Guns, butter, and development: Security and military famine extensions of the modernization versus dependency debate
Journal of Political and Military Sociology, Winter 2001 by Scanlan, Stephen J
Others point to the tenuous relationship between military rule and the well-being of the state, emphasizing praetorianism and the conduct of the military in the potential preference for repression in the allocation of state resources (Wolpin 1983). Misplaced priorities with regard to military expenditures and arms imports detract from more productive private investment and the acquisition of basic needs and social welfare spending also being associated with repression or war (Brzoska & Ohlson 1987; Brzoska & Pearson 1994; Kaldor 1976; Wolpin 1983). Research on military famine has increasingly incorporated ecological concerns with scarcity and its links to conflict (de Soysa & Gleditsch 1999; Homer-Dixon 1999). For example, various "water wars" (Starr 1991) have the potential for dominating the nature of war with food being at the core of resource needs; factors that contribute to its increasing scarcity or maldistribution will fester in an ongoing cycle of deprivation and violence.
DATA AND METHODS
I examine the effects of militarizationon food security between 1970 and 1990 in LDCs with a population of 1 million or more at the start point of this period. I use an ordinary least squares lagged panel design to determine the effects of independent variables net of the dependent variable at the earlier point in time. I perform standard procedures necessary to ensure robustness of modeling in small sample, cross-national analyses, including checking residual plots for evidence of heteroskedasticity and tests for influential cases using standard methods from Bollen and Jackman (1985) neither of which indicate any problems.
THE DEPENDENT VARIABLE: FOOD SECURITY
I use two different measures for food security: the relative adequacy of food supply and child nutrition. Past research has typically examined the caloric and protein supply per capita (see Bullock & Firebaugh 1990; Wimberley & Bello 1992), but in this analysis I move beyond notions of availability and examine more important concerns with food access more essential to food security.

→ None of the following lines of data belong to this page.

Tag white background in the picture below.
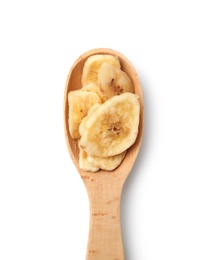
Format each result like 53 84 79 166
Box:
0 0 207 260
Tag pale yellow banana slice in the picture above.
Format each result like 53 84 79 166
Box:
87 151 126 171
81 54 120 86
81 83 106 103
79 103 101 135
80 92 140 157
98 62 134 98
78 141 99 172
68 90 102 139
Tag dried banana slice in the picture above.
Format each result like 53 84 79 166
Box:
87 151 126 171
78 141 99 172
81 54 120 86
79 103 101 135
81 83 107 103
68 90 102 139
98 62 134 98
80 93 140 157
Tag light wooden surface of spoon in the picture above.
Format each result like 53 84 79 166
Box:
64 48 144 260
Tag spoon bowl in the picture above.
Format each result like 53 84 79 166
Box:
64 48 144 260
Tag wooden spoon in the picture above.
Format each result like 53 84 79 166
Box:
64 48 144 260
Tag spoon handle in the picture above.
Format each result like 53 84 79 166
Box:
83 177 124 260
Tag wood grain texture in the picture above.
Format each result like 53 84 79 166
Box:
64 48 144 260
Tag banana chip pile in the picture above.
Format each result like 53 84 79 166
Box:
68 54 140 172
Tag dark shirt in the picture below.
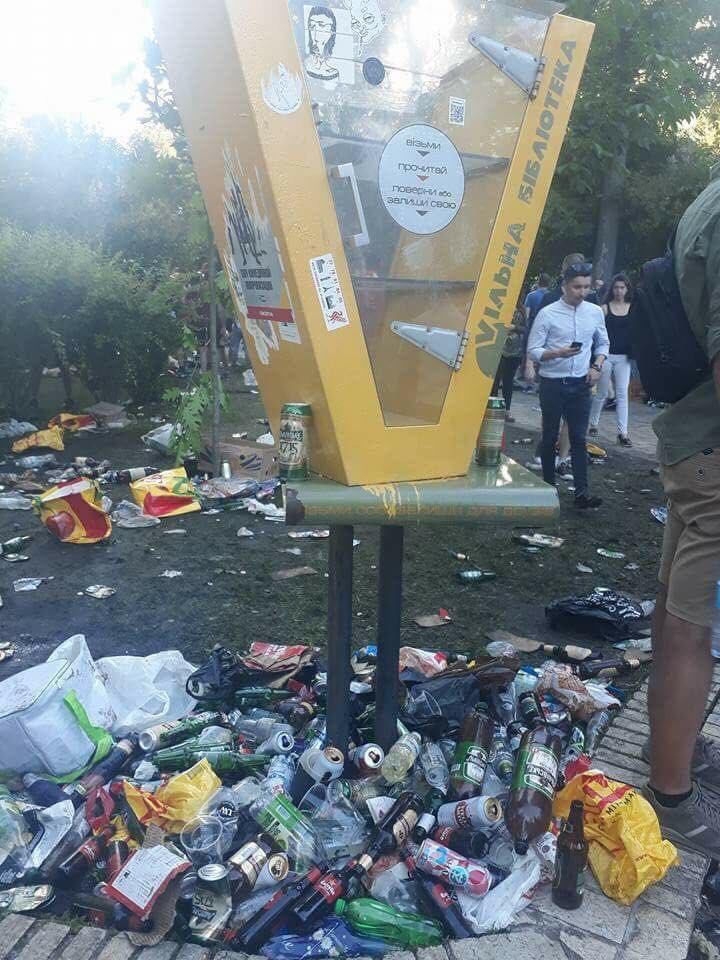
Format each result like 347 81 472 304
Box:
605 303 630 356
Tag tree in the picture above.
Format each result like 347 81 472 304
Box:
533 0 720 279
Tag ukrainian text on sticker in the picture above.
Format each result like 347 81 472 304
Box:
222 144 300 364
378 123 465 234
261 63 303 114
310 253 350 330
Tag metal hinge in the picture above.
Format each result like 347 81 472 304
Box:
468 33 546 100
390 320 468 370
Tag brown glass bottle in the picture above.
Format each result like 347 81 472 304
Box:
505 724 561 855
518 690 545 729
552 800 588 910
56 827 115 884
358 790 424 872
450 706 494 800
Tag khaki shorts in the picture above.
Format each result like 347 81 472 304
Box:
658 450 720 627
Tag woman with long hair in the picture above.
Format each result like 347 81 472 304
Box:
589 273 632 447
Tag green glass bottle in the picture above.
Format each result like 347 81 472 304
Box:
233 687 292 710
152 744 270 775
335 897 443 947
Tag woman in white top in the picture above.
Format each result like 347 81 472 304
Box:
589 273 632 447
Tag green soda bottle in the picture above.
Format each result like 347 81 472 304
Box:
335 897 443 947
250 788 327 873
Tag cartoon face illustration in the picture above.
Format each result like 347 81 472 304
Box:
350 0 386 54
305 6 340 80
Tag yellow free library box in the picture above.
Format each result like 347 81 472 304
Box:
153 0 592 485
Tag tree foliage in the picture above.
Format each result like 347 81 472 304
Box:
531 0 720 278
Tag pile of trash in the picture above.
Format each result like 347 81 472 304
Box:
0 635 676 960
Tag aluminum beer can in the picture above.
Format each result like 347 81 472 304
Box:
437 797 502 830
278 403 312 480
189 863 232 943
475 397 505 467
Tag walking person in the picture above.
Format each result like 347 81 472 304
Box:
590 273 632 447
528 263 609 510
643 164 720 859
492 304 525 423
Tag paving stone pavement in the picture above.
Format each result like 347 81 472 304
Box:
0 666 720 960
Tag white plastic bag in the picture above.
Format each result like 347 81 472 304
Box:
456 850 541 935
0 634 115 777
97 650 195 737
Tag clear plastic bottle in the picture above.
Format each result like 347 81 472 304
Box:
382 733 422 783
370 860 419 911
710 580 720 660
420 740 450 793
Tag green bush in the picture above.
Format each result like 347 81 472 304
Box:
0 224 184 411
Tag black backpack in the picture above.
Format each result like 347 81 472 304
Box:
630 234 711 403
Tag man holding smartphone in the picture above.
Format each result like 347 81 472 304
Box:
527 263 610 510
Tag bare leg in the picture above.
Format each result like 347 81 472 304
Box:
648 587 712 794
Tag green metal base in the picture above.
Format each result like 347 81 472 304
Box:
285 457 560 527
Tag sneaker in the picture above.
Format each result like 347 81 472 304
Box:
640 734 720 791
575 493 602 510
642 783 720 860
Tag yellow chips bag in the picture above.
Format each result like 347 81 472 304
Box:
553 770 677 904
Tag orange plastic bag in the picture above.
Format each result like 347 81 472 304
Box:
33 477 112 543
553 770 678 904
48 413 97 433
130 467 200 517
12 427 65 453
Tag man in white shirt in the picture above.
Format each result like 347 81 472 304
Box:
527 263 610 510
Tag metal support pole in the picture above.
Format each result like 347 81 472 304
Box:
375 527 405 751
208 229 220 477
327 526 353 752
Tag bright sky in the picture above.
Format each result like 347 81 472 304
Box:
0 0 152 140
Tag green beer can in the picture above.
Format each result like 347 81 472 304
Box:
475 397 505 467
278 403 312 480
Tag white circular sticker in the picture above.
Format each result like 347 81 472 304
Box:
378 123 465 234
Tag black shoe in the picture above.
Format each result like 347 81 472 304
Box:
575 493 602 510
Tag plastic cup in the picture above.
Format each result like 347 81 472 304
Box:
180 816 223 868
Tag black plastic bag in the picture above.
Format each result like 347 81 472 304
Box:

The relative adequacy of food supply is derived from annual supply data generated by the FAO (1996). Although a threshold with which to compare the well-being of countries would be ideal, it is not possible to establish a universal human standard for daily energy or protein supply due to differences in age, climate, culture, level of activity, race, and sex (See Foster & Leathers 1999; World Health Organization 1985). However, the FAO has developed a measure that considers a threshold for each country to determine the proportion of its population that meets a minimum need (see FAO 1996, Appendix 3). What they determine as relative adequacy of food considers supply and its likely distribution patterns. FAO constructs this measure assuming a log-normal distribution of dietary energy supply per capita and an estimation of the minimum energy requirement above which an average person's intake is adequate, based on each age-sex group in the population.